Poeta lança haicais atentos às contradições cotidianas

Os mesmos versos que exortam a beleza da natureza servem para pensar sobre a feiura dos que a agridem

Poeta Carlos Guedelha em lançamento do livro Açu/mirim (Editora Manauara), lançado ontem, no Buffet Excelência (rua Curitiba, Nossa Senhora das Graças).

Wilson Nogueira, do BNC Amazonas

Publicado em: 25/08/2024 às 12:08 | Atualizado em: 25/08/2024 às 12:08

Os mesmos versos que exortam a beleza da natureza servem para pensar sobre a feiura dos que a agridem.

É dessa matéria bela e contraditória que são feitos os haicais do poeta e professor Carlos Guedelha, autor do livro Açu/mirim (Editora Manauara), lançado na quinta-feira, 22, no Buffet Excelência (rua Curitiba, Nossa Senhora das Graças).

Guedelha reuniu professores, estudantes e artistas para celebrar os poemas que saltaram das suas observações cotidianas para o livro, na forma de haicais.

Tradição japonesa

Os haicais são um gênero da tradição poética japonesa que pinça momentos singulares do cotidiano, principalmente observados nos movimentos da natureza, que gravados em palavras geram conhecimento eterno.

Diferentemente do poeta lírico convencional, que trabalha com sentimentos e emoções, o haijin (tecedor de haicais) trabalha com os registros de sensações.

“O bom haicai é como uma pintura: podemos até não entendê-la plenamente, mas gostamos dela”, acentua o poeta Zemaria Pinto, membro da Academia Amazonense de Letras (AAL).

Arte no Amazonas

No Amazonas, explica Zemaria, o primeiro registro de haicais em livro é de 1957, na obra Argila, do poeta e contista Benjamin Sanches (1915-1978), ativista intelectual do Clube da Madrugada (CM).
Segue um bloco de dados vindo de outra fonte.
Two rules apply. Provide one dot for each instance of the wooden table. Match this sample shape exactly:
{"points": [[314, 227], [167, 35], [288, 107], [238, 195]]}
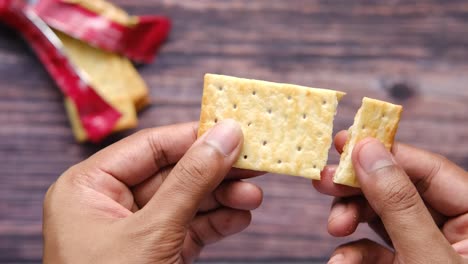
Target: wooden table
{"points": [[410, 52]]}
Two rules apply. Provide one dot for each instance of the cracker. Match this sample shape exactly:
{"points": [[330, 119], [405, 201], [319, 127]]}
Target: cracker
{"points": [[287, 128], [375, 119], [114, 77]]}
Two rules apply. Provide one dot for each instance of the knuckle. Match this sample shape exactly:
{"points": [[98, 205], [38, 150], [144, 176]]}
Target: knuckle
{"points": [[196, 237], [398, 195], [192, 173], [156, 144]]}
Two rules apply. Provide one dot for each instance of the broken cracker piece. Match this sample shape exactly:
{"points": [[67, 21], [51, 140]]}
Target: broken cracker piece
{"points": [[375, 119], [287, 128]]}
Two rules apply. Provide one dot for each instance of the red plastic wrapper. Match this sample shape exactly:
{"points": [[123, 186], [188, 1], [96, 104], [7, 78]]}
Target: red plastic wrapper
{"points": [[97, 116], [139, 42]]}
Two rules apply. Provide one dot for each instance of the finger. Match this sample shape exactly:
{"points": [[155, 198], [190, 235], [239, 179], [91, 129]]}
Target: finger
{"points": [[440, 182], [233, 194], [346, 214], [198, 173], [138, 157], [239, 174], [239, 195], [429, 172], [456, 229], [213, 227], [361, 251], [340, 140], [394, 198], [328, 187], [144, 191], [462, 248]]}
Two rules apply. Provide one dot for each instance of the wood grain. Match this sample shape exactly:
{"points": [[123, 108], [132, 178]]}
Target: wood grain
{"points": [[409, 52]]}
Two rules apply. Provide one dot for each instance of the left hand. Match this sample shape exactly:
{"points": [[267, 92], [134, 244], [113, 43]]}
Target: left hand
{"points": [[158, 196], [415, 200]]}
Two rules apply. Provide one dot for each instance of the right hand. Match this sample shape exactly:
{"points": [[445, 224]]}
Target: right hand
{"points": [[417, 202]]}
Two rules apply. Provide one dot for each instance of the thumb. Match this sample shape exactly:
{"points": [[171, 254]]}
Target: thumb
{"points": [[395, 199], [198, 173]]}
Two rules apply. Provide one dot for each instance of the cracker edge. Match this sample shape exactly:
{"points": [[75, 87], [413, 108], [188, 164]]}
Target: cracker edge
{"points": [[350, 179]]}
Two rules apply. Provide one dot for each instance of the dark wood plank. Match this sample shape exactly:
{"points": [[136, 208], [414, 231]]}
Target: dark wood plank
{"points": [[409, 52]]}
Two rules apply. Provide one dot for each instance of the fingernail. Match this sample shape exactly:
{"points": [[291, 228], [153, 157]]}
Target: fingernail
{"points": [[461, 247], [336, 259], [374, 156], [225, 136], [337, 210]]}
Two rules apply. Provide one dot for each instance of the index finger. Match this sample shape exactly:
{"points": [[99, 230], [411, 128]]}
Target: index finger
{"points": [[139, 156], [439, 181]]}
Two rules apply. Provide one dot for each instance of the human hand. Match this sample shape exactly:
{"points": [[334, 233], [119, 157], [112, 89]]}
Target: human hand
{"points": [[415, 200], [158, 196]]}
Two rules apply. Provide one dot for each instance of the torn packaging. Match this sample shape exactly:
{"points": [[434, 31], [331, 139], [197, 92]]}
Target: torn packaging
{"points": [[287, 128], [113, 77]]}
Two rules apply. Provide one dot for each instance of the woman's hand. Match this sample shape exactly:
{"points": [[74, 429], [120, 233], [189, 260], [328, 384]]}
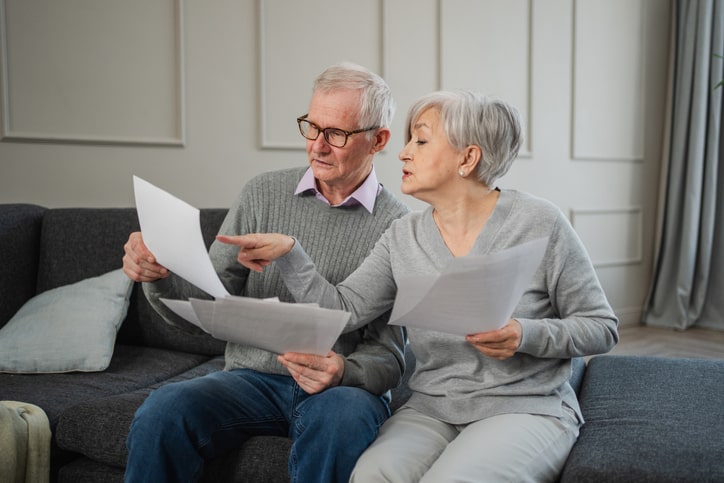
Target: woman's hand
{"points": [[258, 250], [499, 344]]}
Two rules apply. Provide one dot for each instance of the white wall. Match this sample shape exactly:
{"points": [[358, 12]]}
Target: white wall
{"points": [[198, 96]]}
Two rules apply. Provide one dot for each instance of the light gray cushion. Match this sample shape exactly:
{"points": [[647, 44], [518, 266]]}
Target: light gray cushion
{"points": [[69, 328]]}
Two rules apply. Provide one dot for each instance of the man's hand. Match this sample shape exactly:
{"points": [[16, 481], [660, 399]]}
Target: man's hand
{"points": [[314, 373], [139, 264], [258, 250], [499, 344]]}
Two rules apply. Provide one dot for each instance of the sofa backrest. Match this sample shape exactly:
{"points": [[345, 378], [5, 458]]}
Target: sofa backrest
{"points": [[19, 249], [78, 243]]}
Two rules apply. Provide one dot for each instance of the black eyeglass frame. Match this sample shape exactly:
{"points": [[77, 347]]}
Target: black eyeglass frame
{"points": [[324, 131]]}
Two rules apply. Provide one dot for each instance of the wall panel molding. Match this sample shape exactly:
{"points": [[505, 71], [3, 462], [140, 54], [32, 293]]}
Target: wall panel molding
{"points": [[607, 118], [291, 55], [612, 236], [133, 93]]}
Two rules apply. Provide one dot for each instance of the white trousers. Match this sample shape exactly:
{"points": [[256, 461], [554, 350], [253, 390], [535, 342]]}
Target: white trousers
{"points": [[412, 447]]}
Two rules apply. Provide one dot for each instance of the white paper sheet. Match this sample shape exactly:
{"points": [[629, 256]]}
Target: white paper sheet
{"points": [[172, 231], [473, 294]]}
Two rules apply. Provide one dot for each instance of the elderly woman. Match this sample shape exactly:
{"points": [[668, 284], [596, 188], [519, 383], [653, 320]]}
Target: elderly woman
{"points": [[492, 406]]}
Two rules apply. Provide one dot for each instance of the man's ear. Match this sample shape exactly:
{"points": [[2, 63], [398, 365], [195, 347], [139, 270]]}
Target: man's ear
{"points": [[382, 137]]}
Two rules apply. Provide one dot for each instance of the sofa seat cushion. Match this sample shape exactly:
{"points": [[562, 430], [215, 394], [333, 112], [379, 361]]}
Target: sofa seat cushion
{"points": [[131, 368], [650, 419], [98, 428]]}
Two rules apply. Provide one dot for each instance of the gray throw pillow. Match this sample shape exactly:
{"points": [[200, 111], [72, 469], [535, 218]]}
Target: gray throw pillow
{"points": [[69, 328]]}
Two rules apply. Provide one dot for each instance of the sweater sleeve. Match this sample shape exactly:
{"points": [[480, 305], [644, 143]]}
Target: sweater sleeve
{"points": [[580, 321], [378, 361], [367, 293]]}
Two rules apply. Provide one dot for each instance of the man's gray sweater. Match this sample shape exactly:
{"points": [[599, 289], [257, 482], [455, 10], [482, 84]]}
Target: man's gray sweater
{"points": [[337, 238]]}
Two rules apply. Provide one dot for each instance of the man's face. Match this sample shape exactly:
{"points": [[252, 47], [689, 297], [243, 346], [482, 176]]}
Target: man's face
{"points": [[339, 171]]}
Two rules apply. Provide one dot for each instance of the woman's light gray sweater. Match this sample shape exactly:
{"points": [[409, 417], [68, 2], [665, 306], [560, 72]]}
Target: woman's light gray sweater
{"points": [[564, 312], [338, 239]]}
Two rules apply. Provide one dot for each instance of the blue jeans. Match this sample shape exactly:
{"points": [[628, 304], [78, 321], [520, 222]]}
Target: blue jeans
{"points": [[182, 424]]}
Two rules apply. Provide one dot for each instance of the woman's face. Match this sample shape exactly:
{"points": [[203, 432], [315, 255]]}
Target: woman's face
{"points": [[431, 163]]}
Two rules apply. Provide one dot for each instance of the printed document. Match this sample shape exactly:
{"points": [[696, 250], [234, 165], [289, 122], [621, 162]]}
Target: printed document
{"points": [[172, 232], [473, 294]]}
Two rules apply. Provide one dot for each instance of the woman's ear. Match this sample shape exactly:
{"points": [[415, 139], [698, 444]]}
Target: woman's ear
{"points": [[471, 157]]}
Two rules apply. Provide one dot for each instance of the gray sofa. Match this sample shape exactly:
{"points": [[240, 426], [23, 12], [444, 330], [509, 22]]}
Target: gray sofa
{"points": [[648, 419]]}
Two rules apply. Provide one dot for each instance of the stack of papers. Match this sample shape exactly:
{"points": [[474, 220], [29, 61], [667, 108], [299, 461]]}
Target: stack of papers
{"points": [[172, 232], [473, 294]]}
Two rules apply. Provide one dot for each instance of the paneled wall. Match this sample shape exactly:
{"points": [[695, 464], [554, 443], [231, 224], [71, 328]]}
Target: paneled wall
{"points": [[197, 97]]}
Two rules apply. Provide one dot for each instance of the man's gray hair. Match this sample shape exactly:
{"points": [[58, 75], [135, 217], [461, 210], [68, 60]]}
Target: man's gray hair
{"points": [[377, 107]]}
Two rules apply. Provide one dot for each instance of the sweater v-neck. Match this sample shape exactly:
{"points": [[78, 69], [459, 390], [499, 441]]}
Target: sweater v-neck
{"points": [[484, 240]]}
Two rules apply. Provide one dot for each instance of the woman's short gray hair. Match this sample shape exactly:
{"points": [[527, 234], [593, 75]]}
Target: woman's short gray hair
{"points": [[469, 118], [377, 107]]}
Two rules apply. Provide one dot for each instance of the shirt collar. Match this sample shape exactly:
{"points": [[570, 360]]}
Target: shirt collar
{"points": [[365, 194]]}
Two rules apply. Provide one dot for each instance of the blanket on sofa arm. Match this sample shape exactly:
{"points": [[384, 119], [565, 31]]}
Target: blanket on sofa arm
{"points": [[24, 443]]}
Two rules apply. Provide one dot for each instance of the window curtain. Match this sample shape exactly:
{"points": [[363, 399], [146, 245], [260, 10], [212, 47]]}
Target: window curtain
{"points": [[688, 281]]}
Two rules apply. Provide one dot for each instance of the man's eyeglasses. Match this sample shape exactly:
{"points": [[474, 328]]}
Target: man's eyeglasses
{"points": [[334, 136]]}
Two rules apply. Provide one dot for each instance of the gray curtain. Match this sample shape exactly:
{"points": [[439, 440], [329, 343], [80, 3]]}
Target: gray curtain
{"points": [[688, 281]]}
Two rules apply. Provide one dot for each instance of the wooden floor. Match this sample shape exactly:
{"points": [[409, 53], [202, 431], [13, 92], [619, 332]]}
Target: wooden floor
{"points": [[653, 341]]}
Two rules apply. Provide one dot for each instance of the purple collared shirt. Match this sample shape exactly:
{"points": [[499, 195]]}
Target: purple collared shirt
{"points": [[365, 195]]}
Ainda no Amazonas, outro poeta de renome nessa arte é Luiz Bacellar (1928-2012), também do CM, que só veio a publicar haicais em 1963, mas lembrava que os escrevia desde pequenininho.

Olhar crítico

“Observo o mundo ao meu redor com olhar crítico e atento em traduzir em palavras as pequenas ocorrências cotidianas, e os haicais saem das minhas mãos como pequenas pinturas verbais”, explica Guedelha na apresentação do livro.

Na primeira sessão, Caaeté/imagens da floresta, o autor pinta as palavras com as cores da floresta e delas surgem as mais surpreendentes e estranhas sensações.

não mexer em casa
de cabas assanhadas
é o fim da picada

….

moribundo em fúria
não suporta solidão
é sempre multidão
Abraço da morte

Em outro flagrante da mesma sessão, o autor convida o leitor à reflexão profunda a respeito da ação dos seres florestais em seus ecossistemas, da qual a vida animal, entre elas as dos humanos, não está apartada.

“ingrato apuí:
lento abraço da morte
em seu braço forte

sina do apuí
de ser vil parasita:
matar para viver”

Serpentes

Em poema destacado pelo autor, o leitor tem acesso à uma vista privilegiada a partir dos céus que, antes do “pássaro de aço”, só poderia ser percebida pelos xamãs em sonhos cósmicos.

Não é à toa que os indígenas antes da invasão colonizadora denominavam o Paranaguaçu (hoje mais conhecido como Amazonas) de “mãe de todas as serpentes”.

Iguais aos xamãs são os poetas que viajam para outros mundos e de lá trazem a beleza para se contrapor ao pesadelo da vigília.

“vista de avião
cobra grande encantada
rio Juruá

….

“pariu outra serpe
Da mesma cor de cajá,
o Tarauacá”

Violência

Na sessão Tabussu: flagrantes da cidade, Guedelha expõe clics cujas delicadeza e afeto reverberam como denúncia e inquietação com a violência do cotidiano citadino.

“um anjo voando
voo rasante forçado
caiu na calçada

coberto de sangue
um corpo sem vida
foi feminicídio”

É assim, com a maestria de um haicaísta experiente, que Guedelha apresenta 80 poemas para o deleite dos iniciantes e iniciados nessa arte que conquista leitores pelo humor, simplicidade e reflexão.